2017 Cloud Computing Conference Hbase special session, Alibaba technical expert Tian Mu brought ali-hbase SQL practice and improvement speech. This paper mainly starts from why SQL is needed, and then explains SQL on Hbase, and then focuses on sharing the optimization and improvement of Ali-hbase SQL, and finally prospects for the future. Here are the highlights:

Why do YOU need SQL?




Hash Hash




Points barrels










HBase Native API implementation




SQL on HBase



















Goods report




Iot device information storage







Ali-Hbase SQL




Performance optimization

The goal is to optimize the performance of simple requests to the maximum, with a performance difference of less than 5% between the HBase Native API. In single-line read and write scenarios, the DIFFERENCE between SQL and HBase apis is obvious.
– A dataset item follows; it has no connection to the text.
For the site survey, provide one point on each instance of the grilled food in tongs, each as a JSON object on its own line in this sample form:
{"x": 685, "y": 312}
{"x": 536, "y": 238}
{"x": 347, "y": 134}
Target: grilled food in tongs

Client-side metadata cache, metadata: column names, data types, table attributes, index information, and so on. Metadata update policy: We do not refresh metadata every time. We refresh metadata periodically, identifying the latest version by the version number, and updating the latest version if it is not the latest. This is an optimized cache update strategy for UPSERT.







Future jobs

The future is definitely column name mapping support, ImmutableDataEncoding support, we are currently investigating, in the case of large wide tables can save 1/3-1/2 storage space. But there is a limitation, this data can only be written, not changed. We need to optimize the function of the user to apply for SQL client, this is a very disgusting thing; Support query Server Mode and thin client, solve the problem of product iteration, users can enjoy our improvements without upgrading; Support distributed Sequence, and eventually we will also be able to distribute SQL capabilities; Optional index consistency, asynchronous global secondary index. In some scenarios, users do not need strong consistency, such as logging, and eventually it is OK to be consistent within 1 minute, so we do an asynchronous global update, and the update cost is further reduced.